The White House announced last week that it would not be moving forward with two nominees for district court posts, Brett Talley of Alabama and Jeff Mateer of Texas. Mr. Talley and Mr. Mateer faced resistance from Senate Judiciary Committee Chairman Charles E. Grassley (R-Iowa) and Sen. John Neely Kennedy (R-La.) — though both senators voted in support of Mr. Talley's nomination before the committee.
The case of Mr. Mateer, who referred to transgender children as "Satan's plan," is the less concerning of the two. Before Mr. Mateer went far in the confirmation process, questions arose over whether he had failed to disclose his hateful comments. By the time Mr. Trump withdrew his support, Mr. Mateer had yet to even file the paperwork required for his committee hearing.
Mr. Talley, on the other hand, is a case study of how the confirmation process has broken down. Unanimously rated "not qualified" to be a judge by the American Bar Association, he has never tried a case or filed a motion in federal court. His hobbies have included ghost-hunting and right-wing political blogging. Yet he won the support of every Republican on the Judiciary Committee. Mr. Grassley, Mr. Kennedy and even Mr. Talley's home-state Sen. Richard C. Shelby (R-Ala.) balked only when it surfaced that the nominee had failed to disclose both his wife's work with White House Counsel Don McGahn and a number of his contentious Internet comments — including one defending "the first KKK."
We are glad that these senators raised concerns about Mr. Talley's nomination and that the White House heeded their warnings. But it should not have taken these revelations about Mr. Talley's lack of candor to make clear his lack of qualification for a lifetime appointment to the bench. Going forward, the committee must take Mr. Talley's nomination as a reminder of its responsibility to vet nominees thoroughly and carefully instead of rubber-stamping the president's selections.

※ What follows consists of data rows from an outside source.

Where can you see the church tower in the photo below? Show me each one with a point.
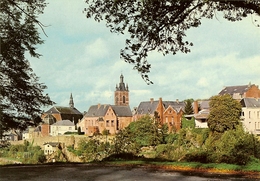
(71, 104)
(122, 93)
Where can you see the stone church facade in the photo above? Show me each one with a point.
(106, 117)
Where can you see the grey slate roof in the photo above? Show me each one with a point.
(122, 111)
(100, 110)
(241, 89)
(97, 110)
(63, 110)
(53, 144)
(250, 102)
(148, 107)
(49, 119)
(64, 123)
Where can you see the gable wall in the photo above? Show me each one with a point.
(253, 92)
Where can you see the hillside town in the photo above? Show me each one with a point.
(59, 120)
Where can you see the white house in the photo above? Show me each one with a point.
(61, 127)
(250, 115)
(201, 119)
(50, 147)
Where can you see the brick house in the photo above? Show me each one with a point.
(169, 112)
(241, 91)
(59, 113)
(50, 147)
(201, 113)
(61, 127)
(109, 117)
(250, 115)
(105, 117)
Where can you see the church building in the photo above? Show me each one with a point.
(106, 117)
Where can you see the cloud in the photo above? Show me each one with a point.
(82, 56)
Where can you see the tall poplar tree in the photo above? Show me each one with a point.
(21, 94)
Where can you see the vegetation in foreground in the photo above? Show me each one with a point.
(223, 146)
(25, 153)
(224, 143)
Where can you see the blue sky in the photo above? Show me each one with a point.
(81, 56)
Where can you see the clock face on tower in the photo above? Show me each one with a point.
(122, 93)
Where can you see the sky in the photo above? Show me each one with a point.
(81, 56)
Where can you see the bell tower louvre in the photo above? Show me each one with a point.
(122, 93)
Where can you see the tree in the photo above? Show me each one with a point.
(224, 113)
(144, 132)
(188, 108)
(21, 94)
(161, 24)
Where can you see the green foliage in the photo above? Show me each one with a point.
(91, 150)
(160, 25)
(142, 133)
(185, 123)
(21, 94)
(105, 132)
(224, 113)
(26, 153)
(188, 108)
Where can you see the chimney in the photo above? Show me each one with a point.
(195, 107)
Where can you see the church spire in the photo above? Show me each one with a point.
(71, 104)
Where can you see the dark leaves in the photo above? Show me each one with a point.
(161, 25)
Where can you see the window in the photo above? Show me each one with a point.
(112, 123)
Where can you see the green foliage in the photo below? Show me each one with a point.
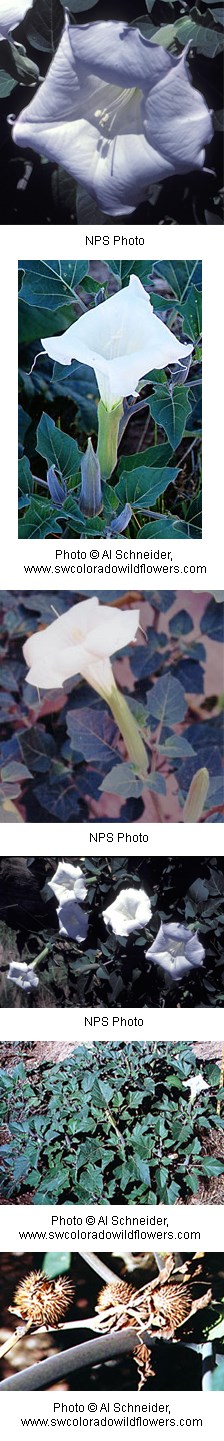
(109, 1123)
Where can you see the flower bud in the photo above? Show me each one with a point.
(197, 796)
(90, 497)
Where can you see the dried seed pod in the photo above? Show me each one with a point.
(143, 1362)
(41, 1300)
(112, 1304)
(114, 1296)
(168, 1307)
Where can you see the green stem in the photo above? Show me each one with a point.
(41, 957)
(109, 422)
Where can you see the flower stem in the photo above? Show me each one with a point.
(41, 957)
(109, 422)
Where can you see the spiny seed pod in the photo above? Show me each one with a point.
(171, 1306)
(41, 1300)
(114, 1296)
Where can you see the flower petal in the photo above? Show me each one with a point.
(122, 340)
(177, 114)
(127, 912)
(67, 882)
(119, 54)
(84, 120)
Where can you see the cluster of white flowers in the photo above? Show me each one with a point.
(177, 948)
(70, 888)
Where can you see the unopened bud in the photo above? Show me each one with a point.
(57, 487)
(90, 497)
(197, 796)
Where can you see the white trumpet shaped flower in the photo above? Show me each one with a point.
(122, 339)
(80, 643)
(117, 113)
(68, 884)
(129, 912)
(195, 1085)
(10, 15)
(177, 950)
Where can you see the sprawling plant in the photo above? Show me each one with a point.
(110, 1124)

Republicans may already have learned their lesson, as we saw when Mr. Kennedy aggressively quizzed Matthew Spencer Petersen on his courtroom knowledge during Mr. Petersen's confirmation hearing for a position on the U.S. District Court for the District of Columbia. The nominee proved unable to answer even basic legal questions. Mr. Petersen, currently chair of the Federal Election Commission, may well be an excellent election lawyer. But he is clearly unqualified to be a federal judge.
We hope that Mr. Kennedy continues to hold nominees to the high professional standard appropriate for a lifetime appointment — and that his Republican colleagues, including Mr. Grassley, share that commitment. The committee can start by calling back Thomas Farr, the nominee for the U.S. District Court for the Eastern District of North Carolina, to explain discrepancies regarding his knowledge of a voter-suppression effort by then-Sen. Jesse Helms's 1990 campaign.